Le scénariste David Webb Peoples (co-scénariste de l’adaptation de Blade Runner avec Hampton Fancher) avec écrit une première version d’Impitoyable en 1976, intitulée The Cut-Whore Killings puis renommée The William Munny Killings. Francis Ford Coppola avait posé une option dessus en 1984, sans rien envisager sérieusement faute de financement, jusqu’à ce qu’il libère le script en 1985. Script qui finit, immanquablement, car western oblige, dans les bureaux de Malpaso, la société d’Eastwood fondée en 1967 pour produire Pendez-les haut et court (1968) de Ted Post. Mais pour diverses raisons, notamment un retour négatif de sa lectrice, et largement occupé par un deal pour la Warner qui faisait tourner à Eastwood « un film pour [lui], un film pour eux », il ne le lut pas immédiatement. Jusqu’au jour où, coup du destin, il poserait ses yeux dessus, car c’était le moment venu. Et dut attendre encore quelques années afin de vieillir pour coller davantage à son personnage, William Munny, tueur de femmes et d’enfants repenti.

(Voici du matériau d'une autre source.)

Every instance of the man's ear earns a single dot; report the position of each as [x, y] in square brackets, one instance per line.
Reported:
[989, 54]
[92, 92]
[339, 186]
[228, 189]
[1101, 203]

Impitoyable prend place à Big Whiskey, ville construite au milieu de nulle part, dans l’état d’Alberta, au Canada, par Henry Bumstead – un directeur artistique et chef décorateur à la carrière entamée dans les années 40, passant par L’Étau (1969) d’Alfred Hitchcock ou L’Arnaque (1973) de George Roy Hill, devenant alors fidèle d’Eastwood jusqu’à son décès en 2006, réalisant les décors de Mémoires de nos pères et Lettre d’Iwo Jima. Big Whiskey, c’est justement le genre de petite ville de l’Ouest qu’affectionne tant Bertrand Tavernier : celle authentique, boueuse, constituée par une poignée de bâtiments décatis sans les grosses devantures un peu clichées, comme dans Libre comme le vent (1958) de Robert Parrish, un western âpre, violent et réaliste qu’il ne serait pas étonnant qu’Eastwood ait vu et digéré. Pas étonnant, non plus, que parmi ses westerns favoris, on retrouve le sombre et nihiliste L’Étrange incident (1943), de William A. Wellman, où là aussi le décor de la ville est constitué de trois baraques pourries., Eastwood et son équipe ont tourné Impitoyable en 39 jours à Big Whiskey et ses environs – finissant quatre jours avant la date originellement prévue – un exploit vu les conditions de tournage et le grand froid sévissant dans la région. Comme John Ford, comme Sam Fuller, Eastwood tournait (et tourne encore) vite et bien. Une condition en fait sine qua non pour un cinéma essentiellement construit sur des concepts simples (narrativement et formellement) et à la fois direct et en douceur auprès des acteurs (rarement plus de trois prises).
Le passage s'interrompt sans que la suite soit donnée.